Drug metabolism, dosages and resistance
A 1995 Dutch study found that AZT was released in women’s bloodstreams 42 percent more slowly than in men’s. The following year, Judith Currier, MD, reported that some women in a federal study (ACTG 175) of AZT and ddI decreased their dosages to avoid side effects, yet they reaped the same benefits as their male counterparts taking the full dosage. The most striking result was in a 1997 study of delavirdine (Rescriptor)—women made up 19 percent of participants—which found that levels of the drug in the bloodstream were 1.8 times higher in women than in men, although the effectiveness appeared to be identical. With enough research, scientists should be able to determine the correct drug dosage to use to suppress HIV in women.

Side effects, toxicity and interactions
Several studies have found different side-effect patterns by gender. For example, women taking ritonavir (Norvir) experienced more nausea, vomiting, depression and fatigue than men did. And recent studies of antiretroviral-related lipodystrophy have shown that women are more likely to have central fat accumulation, whereas men tend to have higher levels of fat and lower levels of HDL, a blood lipid that can prevent cardiovascular disease. This has led researchers like Julian Falutz, MD, to call for more investigation of the role that women’s hormonal activity may play in these differences.

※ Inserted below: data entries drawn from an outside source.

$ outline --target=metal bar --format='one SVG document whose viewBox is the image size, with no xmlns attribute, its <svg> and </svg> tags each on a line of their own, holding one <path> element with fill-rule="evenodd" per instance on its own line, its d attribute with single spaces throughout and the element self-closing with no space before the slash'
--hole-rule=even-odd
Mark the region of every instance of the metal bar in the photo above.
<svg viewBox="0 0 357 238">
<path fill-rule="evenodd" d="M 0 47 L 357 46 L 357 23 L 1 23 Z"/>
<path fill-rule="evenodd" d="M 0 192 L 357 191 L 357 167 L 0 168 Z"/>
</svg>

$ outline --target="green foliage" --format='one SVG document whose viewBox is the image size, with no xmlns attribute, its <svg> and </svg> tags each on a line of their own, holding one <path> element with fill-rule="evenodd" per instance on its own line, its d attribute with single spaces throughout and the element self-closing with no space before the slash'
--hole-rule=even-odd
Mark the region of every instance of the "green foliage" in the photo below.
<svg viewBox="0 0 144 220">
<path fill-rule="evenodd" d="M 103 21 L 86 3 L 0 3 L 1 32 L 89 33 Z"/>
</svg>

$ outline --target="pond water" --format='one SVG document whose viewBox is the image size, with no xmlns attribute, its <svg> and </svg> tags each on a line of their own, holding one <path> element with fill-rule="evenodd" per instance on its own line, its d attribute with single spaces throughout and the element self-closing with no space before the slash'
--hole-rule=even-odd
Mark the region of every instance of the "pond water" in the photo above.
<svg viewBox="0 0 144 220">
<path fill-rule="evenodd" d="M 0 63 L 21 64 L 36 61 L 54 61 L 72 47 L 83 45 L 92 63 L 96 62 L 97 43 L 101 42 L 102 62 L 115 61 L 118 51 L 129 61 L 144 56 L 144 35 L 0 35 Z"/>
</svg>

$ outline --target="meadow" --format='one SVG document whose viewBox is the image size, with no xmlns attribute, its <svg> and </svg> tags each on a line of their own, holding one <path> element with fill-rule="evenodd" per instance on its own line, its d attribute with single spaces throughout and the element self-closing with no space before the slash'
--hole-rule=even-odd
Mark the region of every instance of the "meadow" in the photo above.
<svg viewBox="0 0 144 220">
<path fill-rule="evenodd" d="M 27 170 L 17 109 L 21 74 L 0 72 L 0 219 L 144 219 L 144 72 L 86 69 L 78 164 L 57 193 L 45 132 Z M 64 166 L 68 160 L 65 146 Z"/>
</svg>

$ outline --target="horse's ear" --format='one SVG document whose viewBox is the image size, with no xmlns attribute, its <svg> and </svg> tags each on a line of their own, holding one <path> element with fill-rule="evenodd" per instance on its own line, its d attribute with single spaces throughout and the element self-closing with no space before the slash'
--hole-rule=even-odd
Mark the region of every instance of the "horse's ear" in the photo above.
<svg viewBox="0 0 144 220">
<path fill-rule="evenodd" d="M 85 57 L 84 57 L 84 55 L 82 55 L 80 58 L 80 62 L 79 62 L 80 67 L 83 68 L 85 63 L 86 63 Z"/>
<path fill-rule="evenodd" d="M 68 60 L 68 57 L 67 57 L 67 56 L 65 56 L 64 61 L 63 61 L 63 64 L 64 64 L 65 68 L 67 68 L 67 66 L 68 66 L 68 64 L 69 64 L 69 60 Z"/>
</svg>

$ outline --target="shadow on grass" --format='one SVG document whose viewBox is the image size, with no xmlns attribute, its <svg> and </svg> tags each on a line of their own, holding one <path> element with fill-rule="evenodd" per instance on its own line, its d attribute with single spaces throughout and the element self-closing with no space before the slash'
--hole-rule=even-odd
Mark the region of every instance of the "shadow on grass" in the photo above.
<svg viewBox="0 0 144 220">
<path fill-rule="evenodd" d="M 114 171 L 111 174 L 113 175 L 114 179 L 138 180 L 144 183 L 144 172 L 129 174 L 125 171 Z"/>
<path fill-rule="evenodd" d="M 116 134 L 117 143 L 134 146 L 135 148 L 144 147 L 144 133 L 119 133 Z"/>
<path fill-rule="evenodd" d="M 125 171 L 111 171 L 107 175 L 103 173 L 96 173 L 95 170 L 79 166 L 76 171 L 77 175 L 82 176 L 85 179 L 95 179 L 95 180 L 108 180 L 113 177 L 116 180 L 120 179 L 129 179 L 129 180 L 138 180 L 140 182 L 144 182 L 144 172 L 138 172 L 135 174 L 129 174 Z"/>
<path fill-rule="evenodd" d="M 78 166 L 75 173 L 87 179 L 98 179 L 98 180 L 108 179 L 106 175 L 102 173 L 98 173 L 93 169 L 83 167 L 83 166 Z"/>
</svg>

All of this evidence demonstrates the need not only to include adequate numbers of women in clinical trials but to commission specialized all-women studies. Still, women with HIV are left wondering: How long does it take for a drug to clear my body? Why am I intolerant of some therapies? What side effects am I likely to experience? Could my doctor be giving me the wrong dosage? These uncertainties cause many women to postpone or stop therapy—which can significantly impair their survival. At a time when treatment adherence is as valuable as the drugs themselves, doctors expect women to stick to their prescribed regimens based on the clinical trial experiences of only a few. The push for adherence is often so intense that some women suffer harsh side effects in silence.

As the number of HIV infections increases among women, so does the urgency of developing an effective strategy to conduct basic and clinical research. Let’s make this October’s National Conference on Women and HIV in Los Angeles the launch of a new campaign to implement a research agenda to save women’s lives.